A fundamental theory based on the Monte Carlo \textit{Time Sequential Procedure} for the range fluctuations of high energy muons

TL;DR

This paper introduces a fundamental Monte Carlo-based method for analyzing the range fluctuations of high energy muons, comparing it with existing methods and highlighting its potential for improved energy estimation in KM3 physics.

Contribution

It revives and extends Takahashi et al.'s stochastic process method for muon range analysis, providing a new fundamental approach applicable to future KM3 physics experiments.

Findings

Our method produces similar survival probabilities to Lipari and Stanev's in some regions.

It reveals deviations from Lipari and Stanev's results in other regions.

The method offers improved treatment of Cherenkov light spectra for muon energy estimation.

Abstract

Lipari and Stanev developed a method for range fluctuation of high energy muons, stressing the importance of accounting for the fluctuations of the energy loss in radiative processes in 1991 and, now, their method has become the basement for the energy determination of high energy muons through the measurement of the Cherenkov light yields due to those muons in KM3 physics.

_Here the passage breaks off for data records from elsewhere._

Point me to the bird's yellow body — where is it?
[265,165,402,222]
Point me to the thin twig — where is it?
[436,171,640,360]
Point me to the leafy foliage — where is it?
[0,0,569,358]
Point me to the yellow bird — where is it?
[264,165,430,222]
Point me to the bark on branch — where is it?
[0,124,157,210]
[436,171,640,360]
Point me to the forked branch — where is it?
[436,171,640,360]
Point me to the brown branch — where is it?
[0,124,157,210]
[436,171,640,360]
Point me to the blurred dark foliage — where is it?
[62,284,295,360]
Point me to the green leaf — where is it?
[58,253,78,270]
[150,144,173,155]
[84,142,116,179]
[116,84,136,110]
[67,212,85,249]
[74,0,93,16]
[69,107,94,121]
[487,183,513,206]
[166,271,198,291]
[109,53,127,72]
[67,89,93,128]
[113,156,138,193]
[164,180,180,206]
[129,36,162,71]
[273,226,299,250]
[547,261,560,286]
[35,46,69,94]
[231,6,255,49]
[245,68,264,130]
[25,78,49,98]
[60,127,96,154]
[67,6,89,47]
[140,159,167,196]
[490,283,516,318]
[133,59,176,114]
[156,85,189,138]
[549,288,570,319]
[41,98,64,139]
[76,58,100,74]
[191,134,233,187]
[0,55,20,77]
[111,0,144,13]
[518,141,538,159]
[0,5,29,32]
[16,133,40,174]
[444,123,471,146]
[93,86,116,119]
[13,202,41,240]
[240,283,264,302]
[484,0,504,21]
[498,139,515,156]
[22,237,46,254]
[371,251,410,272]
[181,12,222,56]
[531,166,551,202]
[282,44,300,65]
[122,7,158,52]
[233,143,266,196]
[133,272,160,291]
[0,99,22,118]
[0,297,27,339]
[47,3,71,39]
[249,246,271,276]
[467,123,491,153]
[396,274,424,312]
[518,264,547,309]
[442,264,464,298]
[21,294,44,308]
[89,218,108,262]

Once, Takahashi et al. developed a method for the investigation on the depth intensity relation of high energy muons in which all the stochastic processes concerned are taken into account exactly (1983). Now, we make the method by Takahashi et al. revival for the same purpose of the application to the analysis of future KM3 physics. In the present paper, our concern is restricted to the introduction to the fundamental of our method and some subsequent results thereby in which the real simulated behaviors of high energy muons from $10^{12}$eV to $10^{18}$eV, the survival probabilities of high energy and so on are included. The discussion around the practical application of our method to the KM3 physics is entrusted in the subsequent papers. As far as the survival probability of high energy muons is concerned, our method gives nearly the same results to Lipari and Stanev's in some regions and gives the deviated results from theirs in another ones. Thus, we examine the application limit of their method and clarify the reason why, comparing with our method. The most distinct difference in the both methods may become apparent in the treatment on the Cherenkov light yields spectrum by which one may estimate the energies of the muons concerned. We will mention to them in subsequent papers.